Other info which might be useful:
Also if anyone is interested there is a LGPL V2 licensed project still accessible on sourceforge.net (sf.net) called “Sherlock” that we (ex-Platespin core founding engineering group) created back in 2004 using Log4J to collect syslog relay data from network devices which was C2 compliant (milspec stuff) and stored in C2 compliant and organized flat file hierarchy with a back end post-processor written in Perl using Regex to dump to a RDBMS so we could get at it with a report server, it might be useful as a reference…
I am really thinking about how SAFE Network keeps track of itself in terms of state/health and also keeps track of the network environment on which it rides… If you can point me to some links which talk about this I would be grateful and might be able to contribute thereafter : ) R2
thanks for moving this into its own thread/topic: )
The state/health of the network I think should be considered when relocating vaults and that means knowing
I am just putting out a few ideas out here below and hopefully any replies will help me to better understand how this is treated in Alpha 2 and beyond…
Link state up/down check the router path
not all networks are mesh and load balanced
lots of cascading star networks out there
Bandwidth ok (clear or congested) ping does the work here
time to respond 4096 data gram
so the client side determines health ?
fyi- primary use case- I am working on a large distributed systems SaaS for remote control/monitoring and logging of clean power stations, so I am really trying to better understand if SAFE Network can get the job done for us reliably on the wireless/line of site WIMAX-WIFI/wireline-fibre networks out there (Canada and elsewhere), and in the exception use case if there is a problem with the underlying carrier can SAFE Network let the client side monitoring/control and logging app know about it so we can then tell the Clean Power Station to try the SAT links, as these stations don’t have a lot of storage and in many cases quite remote and there are SLAs involved regarding proving station uptime and maintaining station visibility…
Also we need to log all the data from the Station as a regulatory requirement for long periods
This service is not due for prime time operation until 2019…
thanks again for the new topic setup…
you can check out the clean power station as to what it looks like at mobismart.ca, it’s basically a diesel replacement solution for those places/countries/companies hit with carbon credit taxes for running diesel gear.
Great thread title/question OP. I just finished reading the thread updates to the Secure Random Relocation RFC and was about to ask, “What metrics does SAFE use to determine section health?” I decided to search the forum first and found this thread and some familiar faces.
I don’t mean to hijack the thread, but what kind of metrics are used to trigger a relocation/split/merge? My intuition tells me it has to do with the number of members in a group/section and if there are too many then the infants are kicked out, too few and it get’s merged with another section that has too few nodes. I’m sure there is a lot more to it, so if anyone has a reference or two, please let me know. @mav mentioned sections ‘most in need’ are relocated/targeted, so maybe he has read something recently he could send our way?

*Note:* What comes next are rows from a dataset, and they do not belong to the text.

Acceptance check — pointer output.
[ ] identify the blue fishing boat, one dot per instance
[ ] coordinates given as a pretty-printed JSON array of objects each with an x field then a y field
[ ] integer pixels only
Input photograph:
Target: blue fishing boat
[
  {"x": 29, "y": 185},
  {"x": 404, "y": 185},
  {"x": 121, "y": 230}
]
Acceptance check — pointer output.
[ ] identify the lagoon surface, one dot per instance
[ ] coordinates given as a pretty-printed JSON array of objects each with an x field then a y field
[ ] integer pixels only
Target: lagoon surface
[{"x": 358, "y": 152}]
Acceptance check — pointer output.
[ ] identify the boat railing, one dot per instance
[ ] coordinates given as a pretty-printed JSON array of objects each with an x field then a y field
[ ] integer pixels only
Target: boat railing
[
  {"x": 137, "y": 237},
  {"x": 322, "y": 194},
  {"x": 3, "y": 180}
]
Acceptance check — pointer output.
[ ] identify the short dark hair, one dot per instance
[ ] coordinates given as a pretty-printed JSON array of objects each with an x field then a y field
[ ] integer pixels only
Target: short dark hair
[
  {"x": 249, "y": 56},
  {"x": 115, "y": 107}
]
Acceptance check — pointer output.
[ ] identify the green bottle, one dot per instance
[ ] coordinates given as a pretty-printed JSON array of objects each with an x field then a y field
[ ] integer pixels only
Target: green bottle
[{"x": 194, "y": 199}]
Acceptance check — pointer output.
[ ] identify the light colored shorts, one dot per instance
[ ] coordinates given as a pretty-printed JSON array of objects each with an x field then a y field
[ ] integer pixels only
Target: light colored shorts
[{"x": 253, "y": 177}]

What have I missed?
Edit: I think I’ve found some of what I was looking for… what else do I need?
Safecoin algorithm has some health algorithms, see RFC 0005 Balance Network Resources.
Datachains have indirect implications on health in so much as they store prior state of the network which may be interpreted in the context of ‘health’ - see RFC 0029 Data Chains
Disjoint Groups is a mechanism for splitting and / or joining sections on the network, which has implications for the definition of health. See RFC 0037 Disjoint Groups. It isn’t explicitly stated, but sections that are close to needing a merge or close to splitting are considered ‘unhealthy’ and would ideally be helped by the network to prevent merging or encourage splitting. So the definition of ‘health’ in this case is not being close to merging or splitting. This depends on the age distribution of vaults in the section as well as the number of vaults in the section, so it’s a little complex and not explicitly documented anywhere. Try having a look at the thread Analysing the google attack, especially this comment by Viv.
There’s a proof-of-resource mechanism that shows nodes have at least a certain minimum capacity to perform computations (ie 'show they can be healthy). Not sure where to find more info on this but have a look at routing resource_prover.rs.
Overall the concept of network health is still being refined and there is no single definitive source for it. Mainly it comes down to measuring how well resources are balanced across the network.